Tyler Cowen recently listed three laws, and Kevin Drum responded with variations on Tyler's Laws. Here was Tyler's third law:
3. Cowen's Third Law: All propositions about real interest rates are wrong.
And Kevin's version:
3. Drum's Third Law: Really? Isn't there a correlation between real interest rates and future inflationary expectations? In general, don't low real interest rates make capital investment more likely by lowering hurdle rates? Or am I just being naive here?
Kevin is reasoning from a price change. When real interest rates fall, investment usually declines as well. Never reason from a price change, always reason from the thing that causes the price change. In the case of real interest rates it's usually the business cycle. The most common cause of low real interest rates is recessions, and recessions are also associated with low levels of investment.

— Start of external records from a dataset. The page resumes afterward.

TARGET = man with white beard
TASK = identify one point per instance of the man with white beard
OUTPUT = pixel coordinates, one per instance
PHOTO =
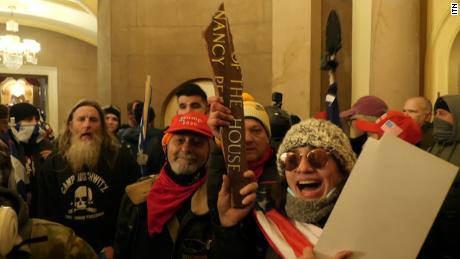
(166, 215)
(82, 184)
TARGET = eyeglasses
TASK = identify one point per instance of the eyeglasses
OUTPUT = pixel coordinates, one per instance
(317, 158)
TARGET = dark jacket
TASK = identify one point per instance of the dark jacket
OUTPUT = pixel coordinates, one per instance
(27, 159)
(86, 201)
(444, 237)
(427, 136)
(191, 234)
(42, 238)
(156, 158)
(244, 240)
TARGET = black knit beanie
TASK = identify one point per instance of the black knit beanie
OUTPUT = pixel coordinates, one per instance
(112, 109)
(441, 104)
(139, 109)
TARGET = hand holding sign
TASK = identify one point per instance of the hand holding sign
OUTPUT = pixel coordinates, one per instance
(229, 86)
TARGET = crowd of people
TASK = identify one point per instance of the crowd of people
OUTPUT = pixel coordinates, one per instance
(91, 193)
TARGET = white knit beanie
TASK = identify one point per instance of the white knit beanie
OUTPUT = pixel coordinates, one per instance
(320, 134)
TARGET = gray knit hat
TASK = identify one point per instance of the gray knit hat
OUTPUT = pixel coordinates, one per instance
(318, 133)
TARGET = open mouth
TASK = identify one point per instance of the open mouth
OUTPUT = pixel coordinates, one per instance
(85, 135)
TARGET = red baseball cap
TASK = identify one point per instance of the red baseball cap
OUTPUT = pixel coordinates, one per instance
(367, 105)
(394, 122)
(192, 121)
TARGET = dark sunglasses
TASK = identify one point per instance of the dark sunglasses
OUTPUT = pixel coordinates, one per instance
(317, 158)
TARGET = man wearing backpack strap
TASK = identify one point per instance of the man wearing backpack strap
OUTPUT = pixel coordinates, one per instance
(165, 215)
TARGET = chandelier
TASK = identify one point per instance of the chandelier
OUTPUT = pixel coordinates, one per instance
(13, 52)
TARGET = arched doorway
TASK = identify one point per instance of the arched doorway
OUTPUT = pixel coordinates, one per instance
(442, 49)
(454, 67)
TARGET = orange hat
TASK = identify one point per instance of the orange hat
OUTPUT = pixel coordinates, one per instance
(396, 123)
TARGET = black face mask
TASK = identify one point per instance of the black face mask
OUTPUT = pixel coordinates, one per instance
(358, 143)
(442, 130)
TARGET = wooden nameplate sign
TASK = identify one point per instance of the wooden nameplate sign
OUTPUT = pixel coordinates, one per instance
(228, 84)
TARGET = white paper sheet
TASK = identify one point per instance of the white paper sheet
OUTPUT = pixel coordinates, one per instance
(389, 202)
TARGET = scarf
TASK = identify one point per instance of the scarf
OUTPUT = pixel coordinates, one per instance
(314, 211)
(258, 166)
(165, 199)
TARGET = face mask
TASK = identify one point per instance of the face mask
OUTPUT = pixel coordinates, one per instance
(442, 130)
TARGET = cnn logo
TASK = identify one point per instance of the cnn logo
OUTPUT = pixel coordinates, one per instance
(453, 8)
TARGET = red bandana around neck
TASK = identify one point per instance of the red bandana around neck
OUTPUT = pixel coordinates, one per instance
(258, 166)
(164, 200)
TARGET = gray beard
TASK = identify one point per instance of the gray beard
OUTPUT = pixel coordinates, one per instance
(182, 168)
(314, 211)
(84, 153)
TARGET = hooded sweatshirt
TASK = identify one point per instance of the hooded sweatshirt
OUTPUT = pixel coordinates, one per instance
(444, 238)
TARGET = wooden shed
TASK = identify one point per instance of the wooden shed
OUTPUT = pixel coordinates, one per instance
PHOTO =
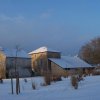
(12, 61)
(46, 59)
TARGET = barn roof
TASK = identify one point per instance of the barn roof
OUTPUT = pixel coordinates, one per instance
(12, 53)
(70, 62)
(43, 49)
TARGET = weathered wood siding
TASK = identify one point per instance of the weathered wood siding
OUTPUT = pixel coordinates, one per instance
(2, 65)
(39, 61)
(23, 66)
(57, 70)
(53, 55)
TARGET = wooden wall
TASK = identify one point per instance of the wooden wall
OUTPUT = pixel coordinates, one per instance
(57, 70)
(23, 66)
(39, 61)
(2, 65)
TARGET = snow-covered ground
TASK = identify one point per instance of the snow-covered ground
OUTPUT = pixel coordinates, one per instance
(89, 89)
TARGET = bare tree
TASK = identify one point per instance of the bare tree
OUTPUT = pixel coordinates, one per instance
(90, 52)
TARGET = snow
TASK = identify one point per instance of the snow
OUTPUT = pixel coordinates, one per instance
(70, 62)
(89, 89)
(12, 53)
(43, 49)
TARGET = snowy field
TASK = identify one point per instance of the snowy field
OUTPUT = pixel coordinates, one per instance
(89, 89)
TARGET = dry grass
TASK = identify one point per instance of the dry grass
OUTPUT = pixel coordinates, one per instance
(74, 82)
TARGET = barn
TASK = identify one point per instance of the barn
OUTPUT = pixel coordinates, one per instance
(12, 61)
(46, 59)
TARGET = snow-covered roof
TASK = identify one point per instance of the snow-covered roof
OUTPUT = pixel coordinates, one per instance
(12, 53)
(70, 62)
(43, 49)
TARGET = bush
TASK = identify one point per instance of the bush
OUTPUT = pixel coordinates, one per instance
(1, 80)
(55, 78)
(25, 80)
(74, 82)
(47, 79)
(33, 86)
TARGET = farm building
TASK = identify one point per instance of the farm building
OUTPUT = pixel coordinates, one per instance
(12, 61)
(45, 59)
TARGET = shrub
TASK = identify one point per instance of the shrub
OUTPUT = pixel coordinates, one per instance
(74, 82)
(25, 80)
(1, 80)
(47, 78)
(33, 86)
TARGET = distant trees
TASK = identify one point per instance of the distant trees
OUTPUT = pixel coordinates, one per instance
(90, 52)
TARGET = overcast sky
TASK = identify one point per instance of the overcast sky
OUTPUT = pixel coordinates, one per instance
(63, 25)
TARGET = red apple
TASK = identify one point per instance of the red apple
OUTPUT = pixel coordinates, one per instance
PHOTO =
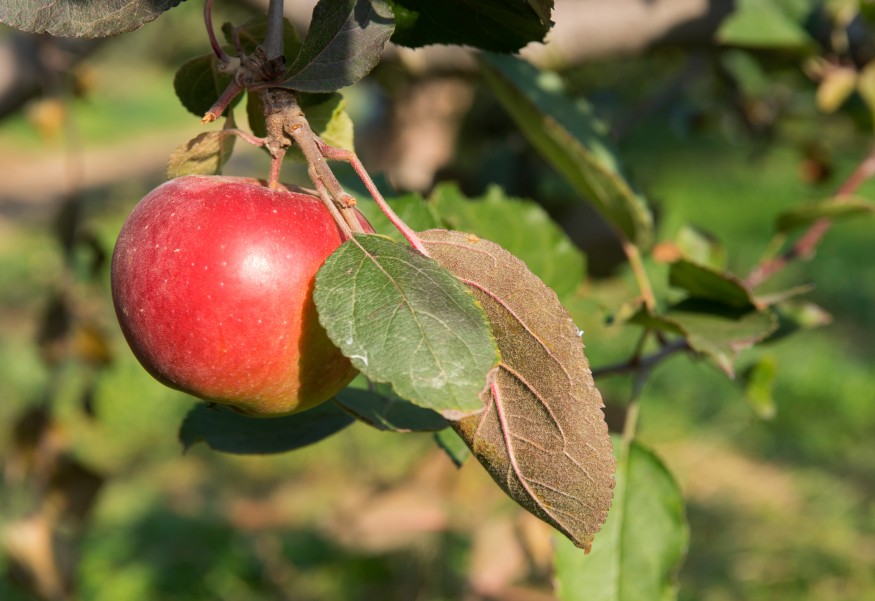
(212, 280)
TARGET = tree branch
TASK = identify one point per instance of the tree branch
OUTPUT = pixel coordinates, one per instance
(806, 246)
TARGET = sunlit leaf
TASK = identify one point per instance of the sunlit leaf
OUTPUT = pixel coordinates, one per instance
(496, 25)
(759, 383)
(567, 133)
(703, 282)
(701, 247)
(521, 227)
(835, 208)
(795, 315)
(223, 429)
(198, 84)
(836, 86)
(764, 24)
(542, 437)
(403, 319)
(453, 446)
(643, 542)
(345, 41)
(75, 18)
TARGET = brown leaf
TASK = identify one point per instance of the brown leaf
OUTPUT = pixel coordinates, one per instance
(542, 436)
(204, 154)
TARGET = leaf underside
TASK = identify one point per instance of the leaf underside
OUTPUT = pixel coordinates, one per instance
(403, 319)
(205, 154)
(521, 227)
(542, 437)
(81, 18)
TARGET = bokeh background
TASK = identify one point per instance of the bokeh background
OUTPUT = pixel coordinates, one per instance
(95, 489)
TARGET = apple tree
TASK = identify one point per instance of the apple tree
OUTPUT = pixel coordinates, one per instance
(295, 312)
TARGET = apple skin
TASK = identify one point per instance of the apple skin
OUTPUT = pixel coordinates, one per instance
(212, 282)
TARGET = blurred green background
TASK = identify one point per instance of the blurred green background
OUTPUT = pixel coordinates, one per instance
(780, 508)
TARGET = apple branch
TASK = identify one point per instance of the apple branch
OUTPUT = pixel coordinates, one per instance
(208, 21)
(806, 246)
(339, 154)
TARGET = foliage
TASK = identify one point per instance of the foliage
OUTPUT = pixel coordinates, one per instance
(458, 331)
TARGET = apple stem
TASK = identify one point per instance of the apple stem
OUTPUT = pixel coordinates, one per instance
(208, 21)
(245, 136)
(286, 123)
(215, 111)
(340, 154)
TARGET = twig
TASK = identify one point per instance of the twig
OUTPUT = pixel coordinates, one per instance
(806, 245)
(339, 154)
(208, 21)
(273, 40)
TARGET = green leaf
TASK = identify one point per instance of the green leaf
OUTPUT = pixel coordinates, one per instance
(835, 88)
(411, 208)
(835, 208)
(572, 138)
(223, 429)
(701, 247)
(386, 411)
(205, 154)
(453, 446)
(495, 25)
(642, 545)
(328, 118)
(765, 24)
(798, 315)
(707, 283)
(713, 329)
(198, 84)
(542, 436)
(345, 41)
(75, 18)
(403, 319)
(759, 383)
(521, 227)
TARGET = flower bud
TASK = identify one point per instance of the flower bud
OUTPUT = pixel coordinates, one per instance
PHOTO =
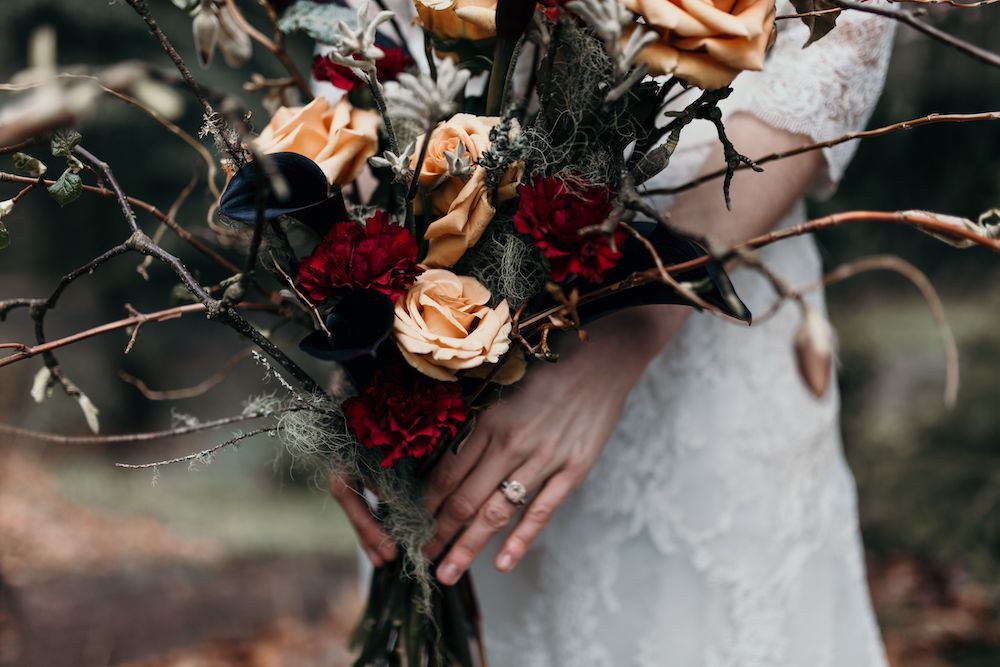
(206, 34)
(814, 351)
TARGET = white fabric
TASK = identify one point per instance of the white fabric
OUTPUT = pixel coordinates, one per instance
(719, 528)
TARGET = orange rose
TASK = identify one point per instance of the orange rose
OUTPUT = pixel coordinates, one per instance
(340, 139)
(444, 325)
(464, 206)
(706, 42)
(458, 19)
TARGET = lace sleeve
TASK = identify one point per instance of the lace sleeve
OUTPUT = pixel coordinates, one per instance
(825, 90)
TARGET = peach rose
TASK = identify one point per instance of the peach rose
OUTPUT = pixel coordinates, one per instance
(444, 325)
(338, 138)
(464, 206)
(458, 19)
(706, 42)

Can this claim be saved by talking about changes in interest rates "other things equal"? No, because "other things equal" interest rates never change.
Kevin Drum should not feel bad, however, as Nobel Prize winner Robert Shiller recently made the exact same mistake.
Is Tyler Cowen's Third Law also wrong? In a sense I've provided support for his third law, by finding a flaw in Drum's version. And yet I'm also making claims about real interest rates. Indeed in a sense Tyler is as well. Or is he making claims about claims? I'll let the philosophers sort this one out.